Re: [linux-audio-dev] low-latency scheduling patch for 2.4.0

Nigel Gamble (nigel@nrg.org)
Sun, 21 Jan 2001 18:21:05 -0800 (PST)


On Sun, 21 Jan 2001, Paul Barton-Davis wrote:
> >Let me just point out that Victor has his own commercial axe to grind in
> >his continual bad-mouthing of IRIX, the internals of which he knows
> >nothing about.
>
> 1) do you actually disagree with victor ?

Yes, I most emphatically do disagree with Victor! IRIX is used for
mission-critical audio applications - recording as well playback - and
other low-latency applications. The same OS scales to large numbers of
CPUs. And it has the best desktop interactive response of any OS I've
used. I will be very happy when Linux is as good in all these areas,
and I'm working hard to achieve this goal with negligible impact on the
current Linux "sweet-spot" applications such as web serving.

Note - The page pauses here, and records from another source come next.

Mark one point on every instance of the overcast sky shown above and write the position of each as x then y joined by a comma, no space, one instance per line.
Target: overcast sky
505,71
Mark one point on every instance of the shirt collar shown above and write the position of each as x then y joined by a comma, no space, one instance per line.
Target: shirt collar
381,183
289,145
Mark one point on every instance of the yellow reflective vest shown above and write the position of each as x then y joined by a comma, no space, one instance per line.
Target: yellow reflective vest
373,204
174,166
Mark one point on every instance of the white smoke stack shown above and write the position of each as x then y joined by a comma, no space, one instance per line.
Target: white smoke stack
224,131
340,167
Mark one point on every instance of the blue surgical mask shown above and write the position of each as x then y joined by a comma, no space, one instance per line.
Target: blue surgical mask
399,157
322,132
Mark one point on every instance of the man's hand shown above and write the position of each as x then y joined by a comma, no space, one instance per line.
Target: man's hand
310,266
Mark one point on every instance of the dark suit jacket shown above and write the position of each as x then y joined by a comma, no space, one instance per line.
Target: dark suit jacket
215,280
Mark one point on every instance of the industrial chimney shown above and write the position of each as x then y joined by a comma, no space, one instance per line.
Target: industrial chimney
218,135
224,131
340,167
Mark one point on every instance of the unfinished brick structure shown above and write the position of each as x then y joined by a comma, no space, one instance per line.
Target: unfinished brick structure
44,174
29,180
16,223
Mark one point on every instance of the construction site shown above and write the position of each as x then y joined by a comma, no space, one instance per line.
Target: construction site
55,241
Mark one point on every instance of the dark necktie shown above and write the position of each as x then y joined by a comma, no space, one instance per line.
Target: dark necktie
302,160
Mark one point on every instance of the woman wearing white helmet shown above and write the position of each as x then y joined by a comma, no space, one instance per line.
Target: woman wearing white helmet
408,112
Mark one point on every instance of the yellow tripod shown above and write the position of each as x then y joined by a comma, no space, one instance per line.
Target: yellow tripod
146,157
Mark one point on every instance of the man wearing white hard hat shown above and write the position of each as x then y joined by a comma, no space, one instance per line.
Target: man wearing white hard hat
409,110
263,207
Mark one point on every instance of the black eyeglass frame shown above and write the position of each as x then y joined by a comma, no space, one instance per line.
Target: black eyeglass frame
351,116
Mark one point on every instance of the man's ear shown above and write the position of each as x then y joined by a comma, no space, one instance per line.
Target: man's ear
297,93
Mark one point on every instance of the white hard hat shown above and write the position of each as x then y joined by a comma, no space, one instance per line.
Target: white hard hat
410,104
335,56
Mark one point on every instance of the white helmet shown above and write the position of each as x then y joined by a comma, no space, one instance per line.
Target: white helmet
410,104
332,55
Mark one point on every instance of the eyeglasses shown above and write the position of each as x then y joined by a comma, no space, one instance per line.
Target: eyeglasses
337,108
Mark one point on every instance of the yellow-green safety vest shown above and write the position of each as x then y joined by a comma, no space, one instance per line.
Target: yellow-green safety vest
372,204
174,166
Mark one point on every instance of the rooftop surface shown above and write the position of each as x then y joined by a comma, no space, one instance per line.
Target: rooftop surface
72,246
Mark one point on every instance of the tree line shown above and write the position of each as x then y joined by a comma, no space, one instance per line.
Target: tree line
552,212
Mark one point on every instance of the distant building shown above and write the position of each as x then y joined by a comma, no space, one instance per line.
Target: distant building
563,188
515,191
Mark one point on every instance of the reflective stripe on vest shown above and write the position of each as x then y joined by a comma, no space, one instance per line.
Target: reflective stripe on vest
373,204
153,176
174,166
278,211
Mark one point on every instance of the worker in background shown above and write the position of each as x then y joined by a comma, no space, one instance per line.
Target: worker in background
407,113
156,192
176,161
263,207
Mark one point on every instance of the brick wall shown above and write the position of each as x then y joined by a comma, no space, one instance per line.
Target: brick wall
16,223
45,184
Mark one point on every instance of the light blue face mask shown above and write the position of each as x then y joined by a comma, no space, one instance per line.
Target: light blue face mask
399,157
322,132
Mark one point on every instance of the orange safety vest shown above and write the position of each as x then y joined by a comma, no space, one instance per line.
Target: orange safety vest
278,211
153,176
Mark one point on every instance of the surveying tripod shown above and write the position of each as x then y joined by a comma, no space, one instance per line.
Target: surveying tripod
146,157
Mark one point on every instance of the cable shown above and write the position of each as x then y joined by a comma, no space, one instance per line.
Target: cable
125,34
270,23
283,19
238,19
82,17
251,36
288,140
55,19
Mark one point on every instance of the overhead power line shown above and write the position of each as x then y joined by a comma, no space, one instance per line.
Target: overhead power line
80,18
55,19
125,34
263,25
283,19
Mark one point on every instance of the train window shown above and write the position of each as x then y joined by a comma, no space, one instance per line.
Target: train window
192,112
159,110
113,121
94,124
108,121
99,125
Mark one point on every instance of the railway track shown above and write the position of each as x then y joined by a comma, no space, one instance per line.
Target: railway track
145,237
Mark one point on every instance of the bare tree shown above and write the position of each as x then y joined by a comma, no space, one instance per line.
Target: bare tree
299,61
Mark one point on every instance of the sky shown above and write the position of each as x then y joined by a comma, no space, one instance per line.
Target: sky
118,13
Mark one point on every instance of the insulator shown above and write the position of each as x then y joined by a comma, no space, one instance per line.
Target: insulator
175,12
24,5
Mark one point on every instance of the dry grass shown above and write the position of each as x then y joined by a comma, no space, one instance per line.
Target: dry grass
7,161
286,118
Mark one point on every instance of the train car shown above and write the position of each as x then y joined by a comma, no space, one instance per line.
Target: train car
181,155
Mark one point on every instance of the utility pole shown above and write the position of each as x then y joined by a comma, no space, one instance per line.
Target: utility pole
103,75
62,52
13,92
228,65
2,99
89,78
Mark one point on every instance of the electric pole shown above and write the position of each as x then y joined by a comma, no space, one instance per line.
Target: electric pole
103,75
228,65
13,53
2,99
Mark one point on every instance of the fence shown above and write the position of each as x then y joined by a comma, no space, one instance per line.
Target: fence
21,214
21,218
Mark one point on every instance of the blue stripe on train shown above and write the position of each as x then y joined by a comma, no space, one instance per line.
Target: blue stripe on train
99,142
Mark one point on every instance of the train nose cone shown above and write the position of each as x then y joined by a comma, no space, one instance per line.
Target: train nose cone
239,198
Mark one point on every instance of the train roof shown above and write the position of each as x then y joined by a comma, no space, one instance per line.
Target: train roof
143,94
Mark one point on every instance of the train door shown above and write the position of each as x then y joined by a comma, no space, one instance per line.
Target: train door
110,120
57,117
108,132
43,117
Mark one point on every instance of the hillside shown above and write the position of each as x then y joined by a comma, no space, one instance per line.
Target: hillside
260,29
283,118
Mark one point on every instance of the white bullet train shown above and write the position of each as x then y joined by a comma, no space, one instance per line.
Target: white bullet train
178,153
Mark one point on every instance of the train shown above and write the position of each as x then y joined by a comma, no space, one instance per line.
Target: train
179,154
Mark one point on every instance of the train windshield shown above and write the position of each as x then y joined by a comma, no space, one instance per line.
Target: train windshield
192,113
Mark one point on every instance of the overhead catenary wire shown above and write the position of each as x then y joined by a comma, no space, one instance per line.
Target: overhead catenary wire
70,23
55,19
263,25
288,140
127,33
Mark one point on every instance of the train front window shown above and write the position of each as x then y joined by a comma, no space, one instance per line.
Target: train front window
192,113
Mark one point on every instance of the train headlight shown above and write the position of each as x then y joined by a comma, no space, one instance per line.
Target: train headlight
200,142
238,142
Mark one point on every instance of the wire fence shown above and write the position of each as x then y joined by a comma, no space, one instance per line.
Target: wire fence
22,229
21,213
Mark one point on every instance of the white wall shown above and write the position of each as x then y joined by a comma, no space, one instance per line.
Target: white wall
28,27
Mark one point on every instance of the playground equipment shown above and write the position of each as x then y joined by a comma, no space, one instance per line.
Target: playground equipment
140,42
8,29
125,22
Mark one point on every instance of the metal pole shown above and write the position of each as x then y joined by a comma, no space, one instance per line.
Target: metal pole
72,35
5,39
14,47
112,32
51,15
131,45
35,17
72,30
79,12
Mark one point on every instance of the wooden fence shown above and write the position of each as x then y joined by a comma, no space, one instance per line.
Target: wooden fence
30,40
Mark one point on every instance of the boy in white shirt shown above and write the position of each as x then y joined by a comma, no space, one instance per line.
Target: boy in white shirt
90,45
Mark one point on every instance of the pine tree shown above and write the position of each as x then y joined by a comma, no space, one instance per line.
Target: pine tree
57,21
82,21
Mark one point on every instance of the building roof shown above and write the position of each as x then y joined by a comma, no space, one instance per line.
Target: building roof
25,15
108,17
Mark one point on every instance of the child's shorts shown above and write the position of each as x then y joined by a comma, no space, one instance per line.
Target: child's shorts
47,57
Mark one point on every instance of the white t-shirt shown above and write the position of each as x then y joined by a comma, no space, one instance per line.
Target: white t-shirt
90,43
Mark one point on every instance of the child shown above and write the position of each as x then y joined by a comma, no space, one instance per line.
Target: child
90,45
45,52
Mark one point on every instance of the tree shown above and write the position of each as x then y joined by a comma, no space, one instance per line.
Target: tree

> this discussion has the hallmarks of turning into a personal
> bash-fest, which is really pointless. what is *not* pointless is a
> considered discussion about the merits of the IRIX "RT" approach over
> possible approaches that Linux might take which are dissimilar to the
> IRIX one. on the other hand, as Victor said, a large part of that
> discussion ultimately comes down to a design style rather than hard
> factual or logical reasoning.

I agree. I'm not wedded to any particular design - I just want a
low-latency Linux by whatever is the best way of achieving that.
However, I am hearing Victor say that we shouldn't try to make Linux
itself low-latency, we should just use his so-called "RTLinux" environment
for low-latency tasks. RTLinux is not Linux, it is a separate
environment with a separate, limited set of APIs. You can't run XMMS,
or any other existing Linux audio app in RTLinux. I want a low-latency
Linux, not just another RTOS living parasitically alongside Linux.